Xianzhen Luo,Qingfu Zhu,Zhiming Zhang,Libo Qin,Xuanyu Zhang,Qing Yang,Dongliang Xu,Wanxiang Che
Abstract:Program of Thoughts (PoT) is an approach characterized by its executable intermediate steps, which ensure the accuracy of the logical calculations in the reasoning process. Currently, PoT primarily uses Python. However, relying solely on a single language may result in suboptimal solutions and overlook the potential benefits of other programming languages. In this paper, we conduct comprehensive experiments on the programming languages used in PoT and find that no single language consistently delivers optimal performance across all tasks and models. The effectiveness of each language varies depending on the specific scenarios. Inspired by this, we propose a task and model agnostic approach called MultiPoT, which harnesses strength and diversity from various languages. Experimental results reveal that it significantly outperforms Python Self-Consistency. Furthermore, it achieves comparable or superior performance compared to the best monolingual PoT in almost all tasks across all models. In particular, MultiPoT achieves more than 4.6% improvement on average on ChatGPT (gpt-3.5-turbo-0701).
What problem does this paper attempt to address?
### Problems the Paper Attempts to Solve
This paper attempts to address whether Python is always the best choice in the Program of Thoughts (PoT) approach.

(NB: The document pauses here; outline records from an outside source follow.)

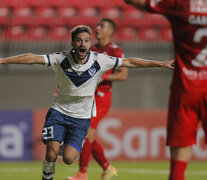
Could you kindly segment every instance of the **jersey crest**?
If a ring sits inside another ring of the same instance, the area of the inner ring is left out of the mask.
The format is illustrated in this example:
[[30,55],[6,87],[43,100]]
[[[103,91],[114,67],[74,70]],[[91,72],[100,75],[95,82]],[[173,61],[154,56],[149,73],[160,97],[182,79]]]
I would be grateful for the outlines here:
[[89,69],[81,74],[78,74],[71,68],[71,65],[67,58],[62,61],[60,66],[63,69],[65,75],[73,82],[76,87],[81,86],[86,81],[91,79],[100,69],[100,65],[95,61]]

Specifically, while most current PoT research focuses on Python, the authors believe this may lead to locally optimal solutions, overlooking the potential advantages of other programming languages.
### Background and Motivation
1. **Current State of PoT Method**:
- PoT is a method that ensures logical computation accuracy through intermediate executable steps, widely used in code generation, image reasoning, financial Q&A, and robot control.

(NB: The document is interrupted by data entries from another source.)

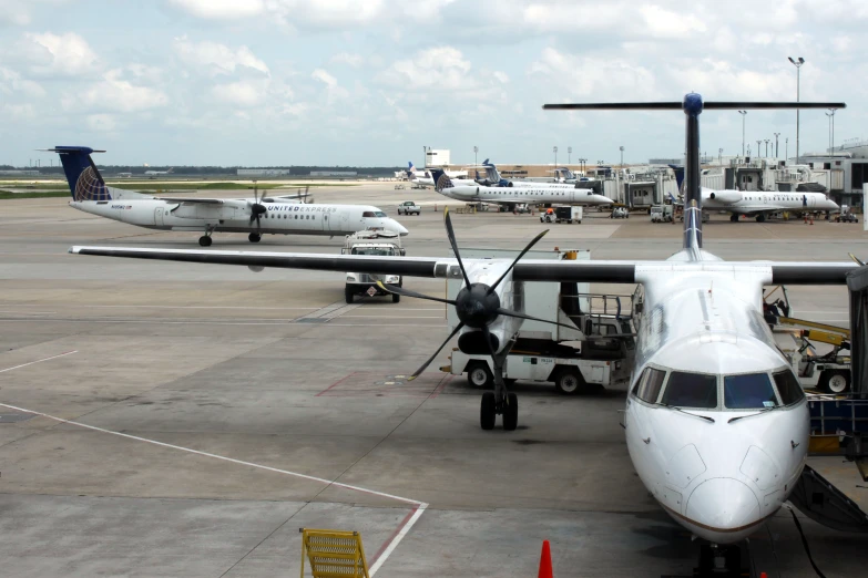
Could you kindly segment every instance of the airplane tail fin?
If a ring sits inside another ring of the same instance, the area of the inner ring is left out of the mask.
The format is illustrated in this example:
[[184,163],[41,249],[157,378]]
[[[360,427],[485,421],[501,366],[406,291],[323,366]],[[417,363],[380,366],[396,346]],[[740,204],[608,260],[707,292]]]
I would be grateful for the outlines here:
[[55,146],[44,151],[60,155],[72,200],[111,200],[109,187],[91,158],[91,153],[105,151],[94,151],[88,146]]
[[435,190],[442,190],[445,188],[453,188],[452,179],[446,174],[446,171],[441,168],[431,169],[431,178],[435,183]]

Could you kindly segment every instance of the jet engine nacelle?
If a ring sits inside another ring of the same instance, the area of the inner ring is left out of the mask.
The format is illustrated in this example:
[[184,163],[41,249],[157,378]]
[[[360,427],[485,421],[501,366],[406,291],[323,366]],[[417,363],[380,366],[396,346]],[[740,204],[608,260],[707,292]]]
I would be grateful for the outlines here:
[[738,190],[715,190],[708,198],[719,203],[738,203],[742,200],[742,194]]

- Currently, PoT mainly uses Python, but this reliance on a single language may not be the best choice for all tasks and models.
2. **Advantages of Multiple Languages**:
- Different programming languages exhibit different effects on various tasks and models.
- A multi-language approach can leverage the unique advantages and diversity of various languages, improving overall performance.
### Main Contributions
1. **Experimental Validation**:
- The authors conducted comprehensive experiments comparing the performance of different programming languages across various tasks and models, finding that no single language is the best choice in all cases.
- Experimental results show that Python performs poorly in some tasks and models, while other languages like R and JavaScript perform better in specific scenarios.
2. **Proposing Multi-Language PoT (MultiPoT)**:
- MultiPoT is a task and model-independent method that synchronously generates PoTs in multiple languages and integrates the results through a voting mechanism.
- Experimental results show that MultiPoT significantly outperforms the Python self-consistency method and achieves or exceeds the performance of the best single-language PoT in almost all tasks and models.
### Conclusion
- **Python is Not Omnipotent**: Python performs poorly in some tasks and models, and relying on Python may lead to suboptimal solutions.
- **Importance of Multiple Languages**: Different programming languages exhibit unique advantages in different tasks and models, and a multi-language approach can significantly enhance performance.
- **Advantages of MultiPoT**: MultiPoT improves the average performance of tasks and models by integrating the advantages of multiple languages, performing particularly well on models like ChatGPT and Starcoder.
### Experimental Setup
- **Programming Languages**: Python, JavaScript, Java, C++, and R were selected for comparison.
- **Tasks**: Included mathematical applications, date processing, tabular data, spatial reasoning, and pure mathematical tasks.
- **Base Models**: Four large language models (LLMs) were selected, including ChatGPT and the three strongest code generation LLMs (Starcoder, Code Llama, and Deepseek Coder).
### Experimental Results
- **Performance Differences**: Significant performance differences were observed among different programming languages across various tasks and models, with no single language being the best choice in all cases.
- **Advantages of MultiPoT**: MultiPoT significantly outperformed the Python self-consistency method in almost all tasks and models and exceeded the performance of the best single-language PoT in some tasks.
### Discussion
- **Diversity and Adaptability of Languages**: Different languages exhibit unique advantages in different tasks and models, and a multi-language approach can better meet diverse task requirements.
- **Future Research Directions**: Further analysis of the performance of different languages in specific tasks and models, and exploration of more methods to optimize multi-language PoT.
Through this research, the authors hope to advance the development of the PoT method, making it more flexible and efficient, and applicable to a wider range of tasks and models.